Todos os casos seguiram o mesmo padrão. As carcaças foram encontradas nos campos com algumas partes do corpo removidas. As partes faltantes correspondiam a cortes padrão de carne bovina – redondo, lombo, flanco, brisket. Para tornar as coisas ainda mais estranhas, os cortes foram todos feitos com perfeita precisão cirúrgica, e não havia uma gota de sangue na área circundante. Além disso, quando o gado morto era movido, os fazendeiros sempre encontravam uma depressão na sujeira, como se a carcaça tivesse caído de uma grande altura.

Bizarro. Realmente bizarro.

Claro, foi apenas o tipo de história que deixou Perry com água na boca. Ele estava certo de que as mutilações foram perpetradas por alienígenas do espaço sideral, e ele queria que Betânia estivesse lá, pronta para tirar uma foto na próxima vez que isso acontecesse.
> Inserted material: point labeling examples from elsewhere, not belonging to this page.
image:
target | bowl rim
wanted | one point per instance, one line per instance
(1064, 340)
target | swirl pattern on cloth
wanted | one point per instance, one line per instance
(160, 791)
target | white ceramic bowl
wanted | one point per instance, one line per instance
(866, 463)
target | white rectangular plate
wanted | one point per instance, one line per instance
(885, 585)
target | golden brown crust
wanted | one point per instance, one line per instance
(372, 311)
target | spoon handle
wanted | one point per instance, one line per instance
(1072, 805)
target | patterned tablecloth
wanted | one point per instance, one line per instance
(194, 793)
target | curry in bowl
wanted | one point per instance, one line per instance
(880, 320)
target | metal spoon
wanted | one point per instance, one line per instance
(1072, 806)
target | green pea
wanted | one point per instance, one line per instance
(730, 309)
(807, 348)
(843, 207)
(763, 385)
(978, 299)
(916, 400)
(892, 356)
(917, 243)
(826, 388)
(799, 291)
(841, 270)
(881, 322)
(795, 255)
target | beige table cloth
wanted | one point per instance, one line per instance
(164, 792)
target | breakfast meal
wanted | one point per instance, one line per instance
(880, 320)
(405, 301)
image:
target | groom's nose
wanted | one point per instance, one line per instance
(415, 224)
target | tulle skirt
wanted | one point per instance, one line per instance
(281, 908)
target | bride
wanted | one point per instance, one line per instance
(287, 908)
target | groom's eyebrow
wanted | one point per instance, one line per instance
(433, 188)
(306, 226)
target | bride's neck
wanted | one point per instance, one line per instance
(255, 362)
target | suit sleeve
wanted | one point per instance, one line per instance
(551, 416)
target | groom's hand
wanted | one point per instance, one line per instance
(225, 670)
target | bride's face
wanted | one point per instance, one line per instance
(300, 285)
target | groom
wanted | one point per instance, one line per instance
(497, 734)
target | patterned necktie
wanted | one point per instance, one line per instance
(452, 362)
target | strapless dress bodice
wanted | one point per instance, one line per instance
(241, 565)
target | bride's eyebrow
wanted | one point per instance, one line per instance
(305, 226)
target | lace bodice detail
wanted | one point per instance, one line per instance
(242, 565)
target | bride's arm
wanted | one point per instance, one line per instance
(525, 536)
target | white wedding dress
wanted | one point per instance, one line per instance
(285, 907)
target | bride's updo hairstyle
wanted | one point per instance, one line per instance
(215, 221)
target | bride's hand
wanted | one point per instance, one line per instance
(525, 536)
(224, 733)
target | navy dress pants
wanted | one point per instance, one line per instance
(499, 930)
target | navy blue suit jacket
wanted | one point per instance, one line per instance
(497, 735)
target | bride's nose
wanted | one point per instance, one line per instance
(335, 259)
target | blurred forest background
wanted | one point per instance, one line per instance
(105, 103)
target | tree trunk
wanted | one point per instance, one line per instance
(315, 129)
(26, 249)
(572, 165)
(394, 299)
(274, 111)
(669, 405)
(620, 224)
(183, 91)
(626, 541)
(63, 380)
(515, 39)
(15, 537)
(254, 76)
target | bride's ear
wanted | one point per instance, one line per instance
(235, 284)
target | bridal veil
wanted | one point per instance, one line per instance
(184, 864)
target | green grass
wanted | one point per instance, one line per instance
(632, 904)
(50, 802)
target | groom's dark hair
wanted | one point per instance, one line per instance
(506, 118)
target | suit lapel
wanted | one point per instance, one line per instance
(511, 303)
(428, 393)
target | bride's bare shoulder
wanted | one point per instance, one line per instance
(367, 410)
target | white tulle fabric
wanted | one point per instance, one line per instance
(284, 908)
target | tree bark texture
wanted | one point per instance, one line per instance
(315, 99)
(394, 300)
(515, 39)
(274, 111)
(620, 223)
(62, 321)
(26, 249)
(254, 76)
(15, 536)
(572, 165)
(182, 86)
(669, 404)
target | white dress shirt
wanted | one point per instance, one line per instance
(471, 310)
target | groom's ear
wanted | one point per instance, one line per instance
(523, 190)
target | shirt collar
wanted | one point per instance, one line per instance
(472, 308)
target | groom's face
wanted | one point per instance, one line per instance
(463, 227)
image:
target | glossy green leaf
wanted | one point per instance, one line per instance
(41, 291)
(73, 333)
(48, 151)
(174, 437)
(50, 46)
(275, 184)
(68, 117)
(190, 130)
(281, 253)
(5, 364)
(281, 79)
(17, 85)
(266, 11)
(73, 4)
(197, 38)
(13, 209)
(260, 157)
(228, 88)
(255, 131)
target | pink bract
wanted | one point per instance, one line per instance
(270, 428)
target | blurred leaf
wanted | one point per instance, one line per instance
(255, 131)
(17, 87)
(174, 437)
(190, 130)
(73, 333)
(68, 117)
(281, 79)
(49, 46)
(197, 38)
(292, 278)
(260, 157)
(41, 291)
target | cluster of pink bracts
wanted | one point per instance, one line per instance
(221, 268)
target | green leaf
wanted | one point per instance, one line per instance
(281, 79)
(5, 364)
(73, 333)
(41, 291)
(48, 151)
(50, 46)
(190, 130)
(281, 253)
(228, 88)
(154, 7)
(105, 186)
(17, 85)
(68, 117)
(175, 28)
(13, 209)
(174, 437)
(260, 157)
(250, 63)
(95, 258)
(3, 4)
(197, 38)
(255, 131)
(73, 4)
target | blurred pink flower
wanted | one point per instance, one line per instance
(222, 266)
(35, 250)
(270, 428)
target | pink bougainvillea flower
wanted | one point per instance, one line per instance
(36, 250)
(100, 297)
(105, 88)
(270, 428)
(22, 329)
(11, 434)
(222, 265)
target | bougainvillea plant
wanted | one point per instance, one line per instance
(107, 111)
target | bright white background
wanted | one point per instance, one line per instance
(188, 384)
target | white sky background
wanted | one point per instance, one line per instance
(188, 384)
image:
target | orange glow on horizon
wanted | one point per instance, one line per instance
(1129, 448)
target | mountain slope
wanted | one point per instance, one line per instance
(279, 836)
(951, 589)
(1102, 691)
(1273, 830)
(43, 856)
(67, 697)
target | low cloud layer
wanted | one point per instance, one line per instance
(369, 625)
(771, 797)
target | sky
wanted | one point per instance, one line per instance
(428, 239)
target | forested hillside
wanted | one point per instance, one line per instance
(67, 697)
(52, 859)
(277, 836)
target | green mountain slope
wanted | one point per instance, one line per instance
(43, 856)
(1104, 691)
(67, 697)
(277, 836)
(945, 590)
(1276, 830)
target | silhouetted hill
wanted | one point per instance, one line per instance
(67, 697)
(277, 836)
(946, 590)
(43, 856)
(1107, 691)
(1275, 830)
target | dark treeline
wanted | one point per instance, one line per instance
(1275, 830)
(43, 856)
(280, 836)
Betânia era um pouco mais cética. Muito mais, na verdade.

Ah, ela estava com a mente tão aberta quanto a próxima garota. Um repórter tinha que ter a mente aberta. Mas alienígenas? Sem essa. Esse foi um salto que ela não estava pronta para dar. Além disso, mesmo que extraterrestres estivessem visitando secretamente nosso planeta, por que diabos eles estariam roubando carne bovina? Não fazia o menor sentido.

Bethany imaginou que a história não equivaleria a nada de qualquer maneira, mas talvez ela pudesse trabalhar um ângulo de conspiração nela. Agências governamentais secretas. Helicópteros pretos. Os leitores da sonda gostaram desse tipo de coisa.

Mesmo não tendo grandes esperanças, Betânia havia feito o dever de casa. Ela havia entrevistado todos os fazendeiros que estavam dispostos a conversar com ela. Ela também estudou as datas e locais de todos os incidentes na área. Quando ela os plotou em um mapa, eles formaram um círculo e, com base nesse padrão, esse pasto seria o próximo alvo.

Agora tudo o que ela podia fazer era esperar.

"A paciência é amarga, mas seus frutos são doces", resmungou Betânia para si mesma. Ela pegou mais um arrastão extra de vapor de pêssegos 'n' creme e segurou.

Antes que ela tivesse a chance de expirar, o som de um tiro explodiu pelo pasto. No mesmo instante, o farol direito da F-150 explodiu em uma chuva de vidros estilhaçados.